Addicted to drugs, Lois began to pawn her jewels (including a sapphire and diamond-studded makeup compact that was a wedding gift from England's Queen Elizabeth.) In order to retrieve her jewels, she started calling and begging Alex to send her more money, often threatening him with a palimony suit. When he did, she would go to the Ace Pawnshop in Santa Monica and buy back the jewels. When the money Alex sent was no longer sufficient to support her growing drug habit, Lois began to sell the pawnshop receipts. Eventually the money and jewels were gone.

After numerous drug arrests in Los Angles, and internments in a drug rehabilitation center in Lexington, Kentucky, alone she returned to New York and turned to prostitution. Desperate for money and drugs Lois was selling herself on the streets of Harlem.

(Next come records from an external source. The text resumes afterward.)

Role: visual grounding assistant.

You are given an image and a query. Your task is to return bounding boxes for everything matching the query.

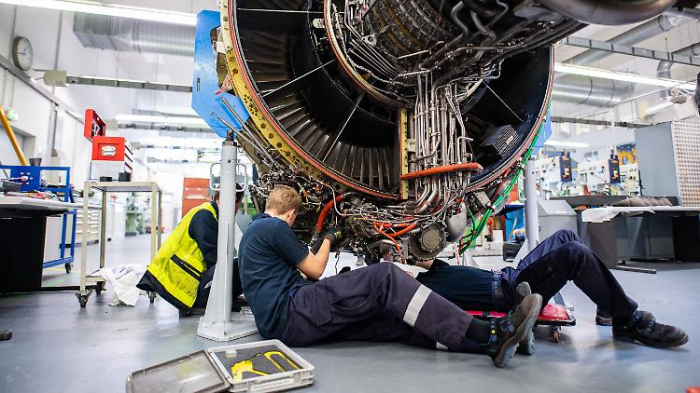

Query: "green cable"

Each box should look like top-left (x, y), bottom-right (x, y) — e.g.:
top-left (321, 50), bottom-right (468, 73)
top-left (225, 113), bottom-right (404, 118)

top-left (459, 122), bottom-right (545, 255)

The last time I saw the Princess Radziwill was after a drug bust in Los Angeles. She was in a courtroom where she was being sentenced for possession and dealing. Poor, broken, her arms covered with needle marks, she was a bloated shadow of her past. Wearing a faded and out-of-date Dior suit, she turned to me as the police led her away. With a wan smile, she repeated her favorite adage about the moon and stars, but added "don't ever get involved again with people like me Larry. Look what I did with my gift."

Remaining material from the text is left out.